Feasibility of integrating 7T-MR imaging into radiotherapy treatment planning for selective dose escalation and improved normal-tissue sparing in high-grade glioma (B. Baumert, MD, PhD, MBA, Department of Radiation Oncology)
A feasibility study on the integration of 7-Tesla MR imaging into radiotherapy treatment planning for high-grade glioma. Patients with these brain tumors have a very poor prognosis due to the infiltrative nature of this disease. So far, little research has been done with ultra-high field MRI within the field of neuro-oncology. This study compares 7-Tesla MR images with 3-Tesla images to explore the potential of ultra-high field MRI to enhance our understanding of tumor infiltration and the effects of radiotherapy on normal brain tissue. We hope that the higher spatial resolution of 7T MRI will improve the ability to detect, quantify and monitor both tumor activity and the effects of radiotherapy, and will lead to longer survival in patients with glioma.
High resolution 7T MRI evaluation of cartilage repair comparing perichondrium transplantation with autologous chondrocyte transplantation after 20 years (Dr. P. Emans, Department of Orthopaedic Surgery)
Cartilage has a very limited capacity for self-repair. Both Autologous Chondrocyte Transplantation (ACT) and perichondrium transplantations (PT) were developed more than 2 decades ago to repair cartilage defects in the knee. Long-term results after cartilage repair largely depend on the capacity of the regenerated tissue to form the proper architecture and biochemical composition. In this project high resolution (7 Tesla) MRI will be used to examine the quality (biochemically and structurally) of repaired cartilage in 2 matched unique patient groups and thus comparing the repair capacity of ACT vs PT 20 years post-operative.
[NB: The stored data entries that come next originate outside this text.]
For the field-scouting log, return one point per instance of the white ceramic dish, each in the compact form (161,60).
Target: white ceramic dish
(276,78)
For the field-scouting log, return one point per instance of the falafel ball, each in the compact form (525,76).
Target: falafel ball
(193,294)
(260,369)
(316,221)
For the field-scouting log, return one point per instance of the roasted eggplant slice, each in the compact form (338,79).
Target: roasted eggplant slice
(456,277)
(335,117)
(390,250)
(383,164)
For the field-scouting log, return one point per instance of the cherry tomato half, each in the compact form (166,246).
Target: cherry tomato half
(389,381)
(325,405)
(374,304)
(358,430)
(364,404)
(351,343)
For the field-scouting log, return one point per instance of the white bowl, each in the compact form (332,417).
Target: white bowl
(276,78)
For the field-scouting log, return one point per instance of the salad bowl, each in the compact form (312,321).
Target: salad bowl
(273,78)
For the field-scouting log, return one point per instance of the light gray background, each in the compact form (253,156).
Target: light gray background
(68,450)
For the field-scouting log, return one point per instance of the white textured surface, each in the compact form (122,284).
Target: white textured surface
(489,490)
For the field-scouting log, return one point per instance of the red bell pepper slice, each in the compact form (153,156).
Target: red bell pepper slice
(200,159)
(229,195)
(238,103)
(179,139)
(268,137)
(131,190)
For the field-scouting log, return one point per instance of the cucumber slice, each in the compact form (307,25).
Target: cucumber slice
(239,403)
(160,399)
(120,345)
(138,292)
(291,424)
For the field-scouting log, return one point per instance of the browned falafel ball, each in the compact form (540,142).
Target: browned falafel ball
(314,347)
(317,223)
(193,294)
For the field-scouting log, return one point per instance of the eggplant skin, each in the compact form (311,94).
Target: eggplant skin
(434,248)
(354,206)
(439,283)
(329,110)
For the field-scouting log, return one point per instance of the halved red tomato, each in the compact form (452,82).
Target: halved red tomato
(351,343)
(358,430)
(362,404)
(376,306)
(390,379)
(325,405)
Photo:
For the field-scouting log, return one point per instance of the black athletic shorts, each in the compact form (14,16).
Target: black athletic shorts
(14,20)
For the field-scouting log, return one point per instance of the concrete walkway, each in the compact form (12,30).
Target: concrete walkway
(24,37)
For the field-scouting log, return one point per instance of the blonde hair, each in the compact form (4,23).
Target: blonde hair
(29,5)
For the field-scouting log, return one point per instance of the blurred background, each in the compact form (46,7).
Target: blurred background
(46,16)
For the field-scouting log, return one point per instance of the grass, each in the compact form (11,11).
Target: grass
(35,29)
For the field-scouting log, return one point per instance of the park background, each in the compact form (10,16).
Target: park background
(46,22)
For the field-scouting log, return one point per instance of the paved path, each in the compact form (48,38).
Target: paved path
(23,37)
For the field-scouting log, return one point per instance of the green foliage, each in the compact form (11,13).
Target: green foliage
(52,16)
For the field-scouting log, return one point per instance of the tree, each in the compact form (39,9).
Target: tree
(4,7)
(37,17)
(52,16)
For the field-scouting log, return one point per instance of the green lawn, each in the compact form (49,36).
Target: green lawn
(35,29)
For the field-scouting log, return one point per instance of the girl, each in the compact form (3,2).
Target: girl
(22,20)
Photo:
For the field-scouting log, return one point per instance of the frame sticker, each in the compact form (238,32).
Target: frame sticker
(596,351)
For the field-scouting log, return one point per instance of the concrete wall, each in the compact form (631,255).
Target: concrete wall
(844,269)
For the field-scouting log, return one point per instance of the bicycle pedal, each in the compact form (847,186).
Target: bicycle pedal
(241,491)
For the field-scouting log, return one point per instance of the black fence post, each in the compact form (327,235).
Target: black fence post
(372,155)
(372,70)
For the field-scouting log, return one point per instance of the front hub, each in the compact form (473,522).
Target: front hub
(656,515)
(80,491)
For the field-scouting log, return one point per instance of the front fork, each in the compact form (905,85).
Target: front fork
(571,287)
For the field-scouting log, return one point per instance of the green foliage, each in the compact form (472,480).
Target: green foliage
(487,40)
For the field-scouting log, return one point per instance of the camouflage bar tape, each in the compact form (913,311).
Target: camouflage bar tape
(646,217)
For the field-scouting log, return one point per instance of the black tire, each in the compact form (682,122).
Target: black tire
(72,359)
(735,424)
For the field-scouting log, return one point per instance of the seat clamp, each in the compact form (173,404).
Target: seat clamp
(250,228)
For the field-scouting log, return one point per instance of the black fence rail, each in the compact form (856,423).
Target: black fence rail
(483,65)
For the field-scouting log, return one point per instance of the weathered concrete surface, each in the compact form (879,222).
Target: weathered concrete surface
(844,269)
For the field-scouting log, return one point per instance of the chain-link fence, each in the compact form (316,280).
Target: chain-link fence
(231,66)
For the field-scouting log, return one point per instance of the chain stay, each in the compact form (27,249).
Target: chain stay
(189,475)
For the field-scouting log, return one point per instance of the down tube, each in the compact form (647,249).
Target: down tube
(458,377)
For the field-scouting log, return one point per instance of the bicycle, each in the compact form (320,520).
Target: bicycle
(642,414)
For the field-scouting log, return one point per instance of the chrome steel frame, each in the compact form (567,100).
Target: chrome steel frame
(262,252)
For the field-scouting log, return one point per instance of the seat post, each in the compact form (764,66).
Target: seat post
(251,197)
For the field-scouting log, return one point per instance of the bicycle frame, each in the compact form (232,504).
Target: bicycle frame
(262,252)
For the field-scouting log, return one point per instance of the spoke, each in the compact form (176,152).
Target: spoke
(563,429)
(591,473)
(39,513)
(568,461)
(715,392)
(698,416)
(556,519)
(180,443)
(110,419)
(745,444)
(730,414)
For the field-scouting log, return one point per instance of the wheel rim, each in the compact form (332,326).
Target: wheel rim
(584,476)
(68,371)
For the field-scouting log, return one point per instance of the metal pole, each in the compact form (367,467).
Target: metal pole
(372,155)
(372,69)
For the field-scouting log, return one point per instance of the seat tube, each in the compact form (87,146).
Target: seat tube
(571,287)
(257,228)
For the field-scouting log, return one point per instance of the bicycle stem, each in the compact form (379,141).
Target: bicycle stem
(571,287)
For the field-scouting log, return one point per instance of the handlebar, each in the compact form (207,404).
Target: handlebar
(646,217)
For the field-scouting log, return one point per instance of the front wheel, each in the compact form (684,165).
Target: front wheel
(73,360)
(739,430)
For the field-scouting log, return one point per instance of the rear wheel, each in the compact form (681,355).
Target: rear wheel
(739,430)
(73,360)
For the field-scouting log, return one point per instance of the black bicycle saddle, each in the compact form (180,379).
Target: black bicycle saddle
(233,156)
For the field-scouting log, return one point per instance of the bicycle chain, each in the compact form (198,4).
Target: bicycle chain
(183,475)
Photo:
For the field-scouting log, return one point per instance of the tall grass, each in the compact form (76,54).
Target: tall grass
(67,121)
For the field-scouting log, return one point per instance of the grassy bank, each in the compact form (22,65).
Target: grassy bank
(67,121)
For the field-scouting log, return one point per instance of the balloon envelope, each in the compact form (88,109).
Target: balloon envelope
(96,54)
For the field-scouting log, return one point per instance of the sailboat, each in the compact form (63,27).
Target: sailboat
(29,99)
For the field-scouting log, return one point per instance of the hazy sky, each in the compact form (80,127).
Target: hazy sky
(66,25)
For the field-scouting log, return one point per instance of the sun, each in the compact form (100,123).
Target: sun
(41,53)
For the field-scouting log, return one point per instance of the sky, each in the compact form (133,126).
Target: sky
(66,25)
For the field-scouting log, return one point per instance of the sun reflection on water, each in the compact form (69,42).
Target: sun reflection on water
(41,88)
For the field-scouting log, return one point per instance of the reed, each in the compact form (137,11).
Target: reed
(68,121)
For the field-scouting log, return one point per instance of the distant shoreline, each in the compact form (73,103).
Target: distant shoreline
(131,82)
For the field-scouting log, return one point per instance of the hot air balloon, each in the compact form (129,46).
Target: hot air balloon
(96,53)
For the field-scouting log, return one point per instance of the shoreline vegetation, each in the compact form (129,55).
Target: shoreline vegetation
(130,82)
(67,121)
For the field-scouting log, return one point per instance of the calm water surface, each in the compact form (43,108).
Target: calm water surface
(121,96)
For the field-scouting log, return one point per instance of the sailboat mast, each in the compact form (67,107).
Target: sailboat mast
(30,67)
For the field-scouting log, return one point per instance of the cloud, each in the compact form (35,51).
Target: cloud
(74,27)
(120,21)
Context dependent value representation in human parietal cortex (J. Zimmermann, MSc, Department of Cognitive Neuroscience)
Life can be seen as a series of choices in which any organism has to decide which option to pursue. Thus, any organism faces the problem of weighting different options based on considerations that directly influence short and long term well-being as well as personal goals. Understanding the mechanisms in which the organism assigns different values to a particular options is therefore of crucial importance. The activity in many brain regions is sensitive to reward, a modulation that can reflect not just value but processes such as sensation, motivation, and attention. While normative models of choice assume that the values of options or goods are evaluated in an absolute manner, independent of other available alternatives, the neural representation of value has been shown to depend significantly on choice context. The current study thus aims at understanding the individual neural computational characteristics of value representation in human parietal cortex when the individual is faced with a varying choice context.